Светлый фон

НЕРЕШЕННАЯ ЗАДАЧА: ВОЙНА, МОБИЛИЗАЦИЯ И НАЦИОНАЛИЗАЦИЯ РЕСУРСОВ В РОССИИ

При чтении многочисленных работ, опубликованных в Европе сразу же после Первой мировой войны, поражает свойственное им неожиданное чувство ностальгии – не по ужасам, боли и несчастьям военных лет, а по уникальному опыту спонтанного гражданского единения и мобилизации ради общего дела. Э. М. Г. Ллойд, служивший в британском Военном министерстве и в Министерстве продовольствия, писал о парадоксе войны, «пробуждающей иные из лучших свойств человеческой природы», такие как патриотизм и способность к самопожертвованию. По мнению Ллойда, Первая мировая война была уникальна в этом отношении: «Впервые в истории мир получил представление о том, на что способны объединения людей в своих величайших проявлениях». «Чувство общности и коллективная ответственность» взяли верх над индивидуализмом, и этот поворот повлек за собой «моральную революцию» и громадные изменения в социальных отношениях[1212]. Все интерпретировали только что закончившуюся войну на свой лад: социалисты восторгались войной как «замечательным примером коллективных действий», с которого началось движение к социализму[1213]; левые неолибералы оценивали опыт национализации как «торжество здравого смысла и практической работы над доктриной индивидуализма»[1214]. Экономисты и управленцы из государственных структур вспоминали уникальный опыт сотрудничества деловых кругов и власти, а также появление новых моделей и новаторских приемов административной мобилизации и менеджмента[1215]. Несмотря на различия в описаниях событий войны во Франции и в Англии, в них господствовала одна общая тема: изумление тем, что в странах, известных своей приверженностью таким ценностям, как гражданские свободы, собственность и свобода торговли, стала возможной столь впечатляющая мобилизация и добровольное подчинение тоталитарной власти государства. Напротив, германский опыт мобилизации и планирования обернулся «поразительным провалом» именно потому, что составители планов, переоценив готовность людей и способность системы к жизни под давлением, вытолкнули общество «за пределы возможного»[1216] и разрушили принципиально важный баланс между принуждением и согласием[1217]. Несмотря на это, германский опыт экономического планирования, как выразился Джордж Яни, «изумлял мир до самого окончания войны» и даже после поражения продолжал вдохновлять многих «подражателей»[1218].

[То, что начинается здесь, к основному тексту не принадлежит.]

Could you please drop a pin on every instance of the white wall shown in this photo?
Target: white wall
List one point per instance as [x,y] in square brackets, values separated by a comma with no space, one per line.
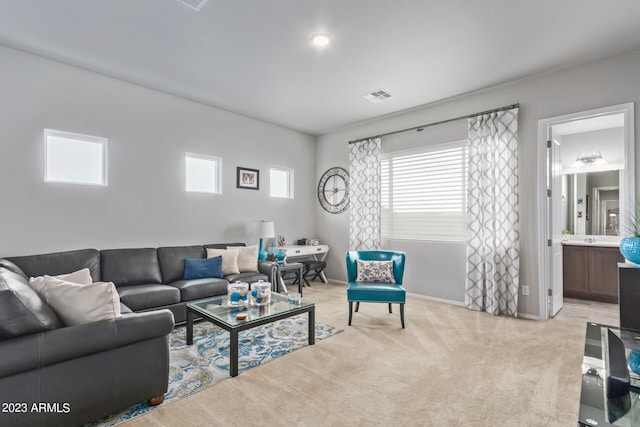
[438,270]
[149,132]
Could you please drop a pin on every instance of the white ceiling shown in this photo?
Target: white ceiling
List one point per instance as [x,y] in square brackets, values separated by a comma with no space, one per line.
[254,57]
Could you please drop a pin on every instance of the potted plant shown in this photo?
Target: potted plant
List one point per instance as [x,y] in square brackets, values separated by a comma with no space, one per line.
[630,244]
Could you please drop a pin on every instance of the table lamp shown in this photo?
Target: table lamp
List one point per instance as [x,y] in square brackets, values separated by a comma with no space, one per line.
[265,230]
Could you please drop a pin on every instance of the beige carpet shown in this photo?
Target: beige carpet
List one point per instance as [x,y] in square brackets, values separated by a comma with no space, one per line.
[449,367]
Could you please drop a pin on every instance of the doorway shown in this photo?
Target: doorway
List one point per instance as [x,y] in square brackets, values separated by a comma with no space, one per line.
[553,207]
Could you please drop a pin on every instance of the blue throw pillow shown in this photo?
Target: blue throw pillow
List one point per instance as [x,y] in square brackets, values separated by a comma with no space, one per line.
[202,268]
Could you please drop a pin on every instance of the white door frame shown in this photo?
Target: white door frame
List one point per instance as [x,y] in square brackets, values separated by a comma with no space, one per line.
[627,188]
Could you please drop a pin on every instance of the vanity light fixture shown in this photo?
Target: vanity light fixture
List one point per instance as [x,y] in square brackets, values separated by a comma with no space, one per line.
[320,39]
[594,158]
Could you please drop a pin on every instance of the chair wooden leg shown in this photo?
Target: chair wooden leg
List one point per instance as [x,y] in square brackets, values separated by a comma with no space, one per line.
[155,401]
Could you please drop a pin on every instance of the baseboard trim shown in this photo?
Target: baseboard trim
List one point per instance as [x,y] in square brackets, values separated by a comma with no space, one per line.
[442,300]
[446,301]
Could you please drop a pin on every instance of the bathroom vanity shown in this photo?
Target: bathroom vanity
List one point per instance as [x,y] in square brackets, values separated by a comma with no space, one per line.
[590,270]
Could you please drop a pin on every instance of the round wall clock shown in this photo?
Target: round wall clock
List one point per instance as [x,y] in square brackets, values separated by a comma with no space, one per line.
[333,190]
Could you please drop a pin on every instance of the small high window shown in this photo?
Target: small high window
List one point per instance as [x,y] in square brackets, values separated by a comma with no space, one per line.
[74,158]
[281,182]
[203,173]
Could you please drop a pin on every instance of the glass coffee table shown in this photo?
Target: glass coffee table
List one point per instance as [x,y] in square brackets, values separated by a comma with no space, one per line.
[595,408]
[217,311]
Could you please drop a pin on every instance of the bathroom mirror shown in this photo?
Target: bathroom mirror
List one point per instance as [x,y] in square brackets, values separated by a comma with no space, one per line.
[591,203]
[593,171]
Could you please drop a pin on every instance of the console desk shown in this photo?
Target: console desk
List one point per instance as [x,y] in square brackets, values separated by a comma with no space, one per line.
[297,253]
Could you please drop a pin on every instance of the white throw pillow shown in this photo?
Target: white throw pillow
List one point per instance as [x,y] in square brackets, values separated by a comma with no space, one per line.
[229,260]
[247,258]
[77,304]
[81,277]
[375,271]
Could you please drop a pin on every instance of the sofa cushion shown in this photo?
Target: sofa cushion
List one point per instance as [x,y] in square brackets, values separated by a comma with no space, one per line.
[12,267]
[81,277]
[140,297]
[60,263]
[200,288]
[130,266]
[77,304]
[22,311]
[247,258]
[229,260]
[203,268]
[171,260]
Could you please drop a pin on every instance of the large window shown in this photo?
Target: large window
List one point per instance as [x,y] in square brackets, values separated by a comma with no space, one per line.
[203,173]
[424,193]
[73,158]
[281,182]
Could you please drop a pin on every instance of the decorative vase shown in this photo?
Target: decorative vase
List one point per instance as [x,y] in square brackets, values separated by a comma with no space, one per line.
[630,249]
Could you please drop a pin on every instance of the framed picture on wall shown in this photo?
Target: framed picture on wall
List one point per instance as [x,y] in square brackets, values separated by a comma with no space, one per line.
[248,178]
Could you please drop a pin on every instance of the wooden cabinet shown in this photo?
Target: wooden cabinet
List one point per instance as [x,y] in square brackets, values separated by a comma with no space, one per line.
[591,272]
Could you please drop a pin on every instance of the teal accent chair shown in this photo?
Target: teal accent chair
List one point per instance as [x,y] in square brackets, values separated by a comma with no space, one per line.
[389,293]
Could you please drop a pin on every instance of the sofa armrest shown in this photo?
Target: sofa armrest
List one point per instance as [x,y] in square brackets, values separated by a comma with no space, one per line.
[46,348]
[269,269]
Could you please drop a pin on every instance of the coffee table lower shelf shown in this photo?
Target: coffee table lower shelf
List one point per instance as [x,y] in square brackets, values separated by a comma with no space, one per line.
[223,319]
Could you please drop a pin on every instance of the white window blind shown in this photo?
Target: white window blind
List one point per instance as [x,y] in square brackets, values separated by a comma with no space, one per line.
[281,183]
[203,173]
[74,158]
[424,193]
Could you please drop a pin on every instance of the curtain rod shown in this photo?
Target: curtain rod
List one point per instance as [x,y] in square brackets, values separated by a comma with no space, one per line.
[419,128]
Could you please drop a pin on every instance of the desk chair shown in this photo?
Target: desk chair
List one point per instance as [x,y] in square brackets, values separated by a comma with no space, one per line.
[375,281]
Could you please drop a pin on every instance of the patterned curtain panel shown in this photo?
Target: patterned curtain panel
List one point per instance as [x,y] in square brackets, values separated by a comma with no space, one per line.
[493,234]
[364,209]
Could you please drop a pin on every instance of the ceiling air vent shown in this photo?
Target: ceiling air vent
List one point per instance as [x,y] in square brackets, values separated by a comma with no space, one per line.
[377,95]
[194,4]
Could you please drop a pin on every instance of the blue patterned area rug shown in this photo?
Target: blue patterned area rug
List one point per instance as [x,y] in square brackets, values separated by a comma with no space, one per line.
[203,364]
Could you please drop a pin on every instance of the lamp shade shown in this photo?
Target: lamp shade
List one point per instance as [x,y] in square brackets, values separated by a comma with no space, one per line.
[265,229]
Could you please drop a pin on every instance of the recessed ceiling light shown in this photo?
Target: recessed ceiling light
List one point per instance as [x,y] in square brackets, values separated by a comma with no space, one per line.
[194,4]
[320,39]
[377,95]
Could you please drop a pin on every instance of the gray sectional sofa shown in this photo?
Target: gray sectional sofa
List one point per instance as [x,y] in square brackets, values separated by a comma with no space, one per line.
[85,372]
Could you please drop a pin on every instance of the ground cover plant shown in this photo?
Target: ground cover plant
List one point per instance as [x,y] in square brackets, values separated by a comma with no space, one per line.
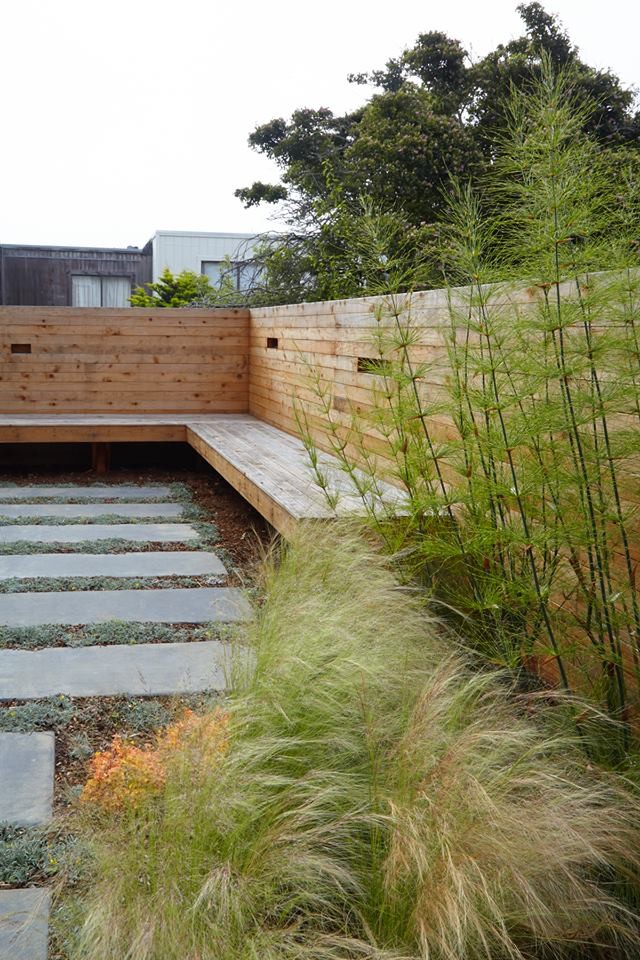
[48,584]
[208,537]
[522,511]
[377,796]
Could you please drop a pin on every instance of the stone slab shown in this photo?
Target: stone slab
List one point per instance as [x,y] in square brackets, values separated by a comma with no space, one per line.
[76,533]
[88,511]
[24,923]
[26,778]
[177,563]
[145,669]
[98,492]
[198,605]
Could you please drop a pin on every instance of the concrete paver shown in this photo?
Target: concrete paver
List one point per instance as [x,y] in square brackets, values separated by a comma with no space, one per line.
[26,778]
[79,532]
[195,605]
[145,669]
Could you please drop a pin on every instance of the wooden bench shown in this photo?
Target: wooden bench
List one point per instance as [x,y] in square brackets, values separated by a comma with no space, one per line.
[268,467]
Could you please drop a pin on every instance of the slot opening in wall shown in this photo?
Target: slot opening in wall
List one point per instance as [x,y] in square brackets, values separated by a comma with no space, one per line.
[374,365]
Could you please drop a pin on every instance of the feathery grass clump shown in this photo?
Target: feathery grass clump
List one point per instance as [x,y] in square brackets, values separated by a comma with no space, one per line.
[378,799]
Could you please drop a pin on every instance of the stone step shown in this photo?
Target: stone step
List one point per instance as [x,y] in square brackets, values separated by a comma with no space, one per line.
[198,605]
[146,669]
[177,563]
[24,922]
[77,533]
[26,778]
[97,492]
[88,511]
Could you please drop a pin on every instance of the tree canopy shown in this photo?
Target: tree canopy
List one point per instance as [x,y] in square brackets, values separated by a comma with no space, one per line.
[436,118]
[435,113]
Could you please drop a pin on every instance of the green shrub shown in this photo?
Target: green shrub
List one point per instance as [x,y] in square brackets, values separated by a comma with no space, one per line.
[381,798]
[30,854]
[52,713]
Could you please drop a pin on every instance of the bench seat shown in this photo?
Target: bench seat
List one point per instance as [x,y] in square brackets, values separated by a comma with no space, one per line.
[268,467]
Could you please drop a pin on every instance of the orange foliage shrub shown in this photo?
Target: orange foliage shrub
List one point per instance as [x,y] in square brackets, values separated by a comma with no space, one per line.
[125,774]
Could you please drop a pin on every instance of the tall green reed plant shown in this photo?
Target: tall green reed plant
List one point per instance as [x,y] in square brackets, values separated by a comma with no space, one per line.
[523,519]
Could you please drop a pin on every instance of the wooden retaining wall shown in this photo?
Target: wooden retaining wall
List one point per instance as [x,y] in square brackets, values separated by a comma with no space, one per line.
[76,360]
[335,339]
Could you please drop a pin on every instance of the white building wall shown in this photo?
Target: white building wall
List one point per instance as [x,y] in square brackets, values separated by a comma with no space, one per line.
[181,250]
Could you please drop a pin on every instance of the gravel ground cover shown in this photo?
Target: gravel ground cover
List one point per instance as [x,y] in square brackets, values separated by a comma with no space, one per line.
[49,584]
[111,633]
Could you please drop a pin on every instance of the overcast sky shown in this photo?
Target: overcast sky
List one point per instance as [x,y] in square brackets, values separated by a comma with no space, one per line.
[126,117]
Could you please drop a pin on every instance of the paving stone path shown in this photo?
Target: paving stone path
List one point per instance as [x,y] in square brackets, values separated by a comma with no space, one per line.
[96,492]
[87,511]
[27,759]
[26,785]
[79,532]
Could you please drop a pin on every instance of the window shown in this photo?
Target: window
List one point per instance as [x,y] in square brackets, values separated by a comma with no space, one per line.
[91,291]
[242,275]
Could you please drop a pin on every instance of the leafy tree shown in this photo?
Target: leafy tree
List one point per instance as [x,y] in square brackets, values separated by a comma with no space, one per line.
[436,117]
[437,113]
[172,291]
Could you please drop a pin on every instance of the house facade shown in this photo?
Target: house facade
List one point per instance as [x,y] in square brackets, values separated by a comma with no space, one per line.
[105,276]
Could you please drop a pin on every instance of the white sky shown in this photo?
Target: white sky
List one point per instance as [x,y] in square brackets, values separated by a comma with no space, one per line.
[124,117]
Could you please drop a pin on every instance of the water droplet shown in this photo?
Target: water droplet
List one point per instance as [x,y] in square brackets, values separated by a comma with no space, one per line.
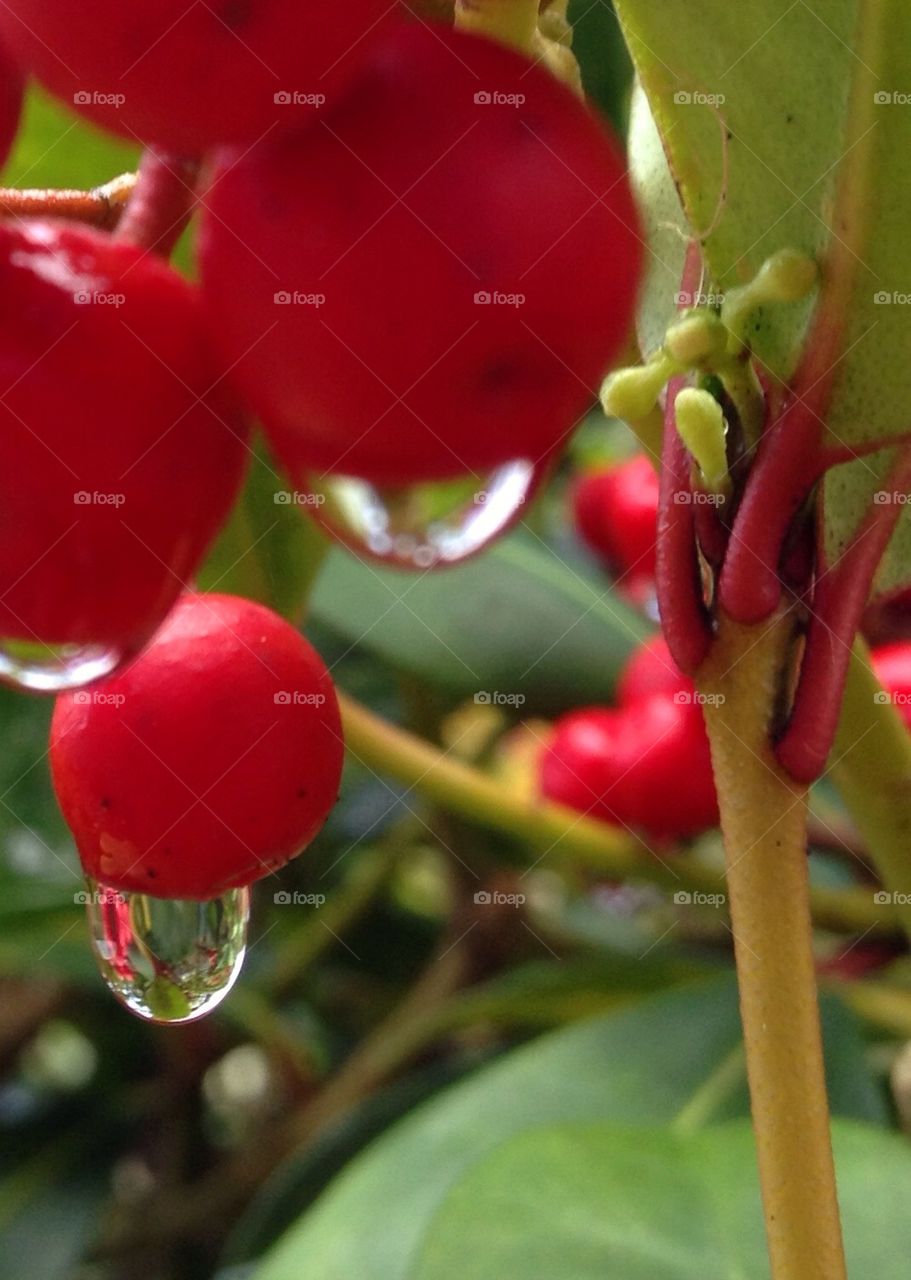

Разумеется, это восхищение чудесами мобилизации улетучилось очень быстро – сразу же, как только государство вернулось к размерам, которые если не соответствовали довоенным стандартам, то приближались к ним. Чаяния тех, кто видел в войне уникальную возможность избавиться от пороков индивидуалистического капитализма, шли намного дальше того, что власти разных стран могли себе позволить и были способны осуществить[1219]. Многие историки даже критиковали «медлительность, с которой власти осознавали необходимость в крупномасштабном государственном вмешательстве и координации при ведении тотальной войны»[1220]. И все же трудно отрицать сенсационное разрастание государственного аппарата – в одних странах более сильное, чем в других, но наблюдавшееся во всех воюющих державах. Государство подменило собой рынок, ограничило гражданские свободы и имущественные права, взяло на себя новые задачи в сфере государственных услуг и общественного контроля. Государственный аппарат вырос численно[1221] и претерпел структурные изменения. Эти преобразования временно повлекли за собой видоизменения в структуре имущественных прав: многое из того, что до войны было частным, стало общественным, в то время как ресурсы, находившиеся в общественной собственности, оказались под строжайшим контролем со стороны государства: в первую очередь эти меры касались производства и распределения топлива и хлеба.